A PGR terá prazo de cinco dias para apresentar sua manifestação. O pedido da Receita foi encaminhado ao Supremo na quarta-feira (22) e busca documentos considerados necessários para o andamento de um procedimento administrativo fiscal.
A Receita afirma que precisa dos laudos periciais e de outros subsídios técnicos para verificar possíveis infrações à legislação aduaneira relacionadas à entrada das joias no Brasil.

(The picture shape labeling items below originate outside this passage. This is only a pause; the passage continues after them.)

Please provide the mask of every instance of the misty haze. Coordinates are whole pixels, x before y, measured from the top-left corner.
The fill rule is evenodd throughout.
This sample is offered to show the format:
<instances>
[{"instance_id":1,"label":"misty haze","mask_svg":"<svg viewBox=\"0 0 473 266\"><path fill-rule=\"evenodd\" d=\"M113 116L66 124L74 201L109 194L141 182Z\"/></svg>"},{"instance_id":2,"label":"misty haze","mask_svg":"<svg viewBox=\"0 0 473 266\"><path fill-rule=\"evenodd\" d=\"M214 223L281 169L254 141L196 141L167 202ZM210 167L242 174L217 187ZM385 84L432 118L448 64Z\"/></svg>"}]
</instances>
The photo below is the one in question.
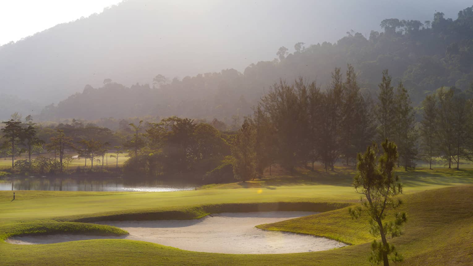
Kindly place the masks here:
<instances>
[{"instance_id":1,"label":"misty haze","mask_svg":"<svg viewBox=\"0 0 473 266\"><path fill-rule=\"evenodd\" d=\"M0 3L0 266L472 265L471 2L118 0Z\"/></svg>"}]
</instances>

Receita busca documentos da investigação
Segundo o órgão federal, os documentos produzidos durante a investigação da Polícia Federal podem fornecer elementos técnicos para a análise administrativa dos itens. O procedimento fiscal tem como objetivo avaliar a situação das joias sob a perspectiva da legislação aduaneira.
A solicitação ocorre após uma decisão anterior de Moraes relacionada à custódia dos objetos. No início de julho, o ministro autorizou, a pedido da Receita e com manifestação favorável da PGR, a transferência das joias de uma agência da Caixa Econômica Federal, em Brasília, para a Alfândega do Aeroporto de São Paulo.

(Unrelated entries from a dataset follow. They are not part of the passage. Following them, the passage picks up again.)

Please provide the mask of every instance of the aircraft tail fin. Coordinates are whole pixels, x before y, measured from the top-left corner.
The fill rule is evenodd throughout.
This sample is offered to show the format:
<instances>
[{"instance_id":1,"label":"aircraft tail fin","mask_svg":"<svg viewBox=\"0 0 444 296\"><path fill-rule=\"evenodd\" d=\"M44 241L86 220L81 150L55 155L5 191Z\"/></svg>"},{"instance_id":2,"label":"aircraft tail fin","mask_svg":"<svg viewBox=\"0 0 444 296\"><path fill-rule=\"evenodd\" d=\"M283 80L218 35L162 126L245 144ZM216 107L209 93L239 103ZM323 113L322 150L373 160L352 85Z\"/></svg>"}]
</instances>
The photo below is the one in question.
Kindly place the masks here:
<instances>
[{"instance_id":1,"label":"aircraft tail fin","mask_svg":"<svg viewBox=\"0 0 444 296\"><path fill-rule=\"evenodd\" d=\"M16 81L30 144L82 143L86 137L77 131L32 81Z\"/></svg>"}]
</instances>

A mudança de custódia foi determinada para permitir o prosseguimento das medidas relacionadas ao procedimento fiscal envolvendo os bens.
Joias foram transferidas para alfândega
Na ocasião, a Procuradoria-Geral da República avaliou que não havia mais interesse criminal sobre os objetos. O entendimento apresentado foi de que a transferência seria necessária para dar continuidade às providências fiscais e à eventual incorporação das peças ao patrimônio da União.
O novo pedido da Receita, agora submetido à análise da PGR por determinação de Moraes, busca obter acesso aos laudos periciais utilizados durante a investigação. A manifestação do órgão deverá indicar sua posição sobre a disponibilização dos documentos ao Fisco.
O caso das joias sauditas foi investigado pela Polícia Federal, que indiciou Jair Bolsonaro por associação criminosa, lavagem de dinheiro e apropriação de bens públicos.
PGR pediu arquivamento da investigação
Apesar do indiciamento realizado pela Polícia Federal, a Procuradoria-Geral da República pediu o arquivamento do inquérito. Entre os argumentos apresentados pelo órgão está o entendimento de que não haveria previsão legal clara para responsabilização penal relacionada aos fatos investigados.
Com a decisão de Alexandre de Moraes, a PGR deverá se manifestar especificamente sobre o pedido da Receita Federal para acessar os laudos periciais. A documentação poderá ser utilizada no procedimento administrativo fiscal que analisa a entrada das joias no território brasileiro e a eventual existência de infrações à legislação aduaneira.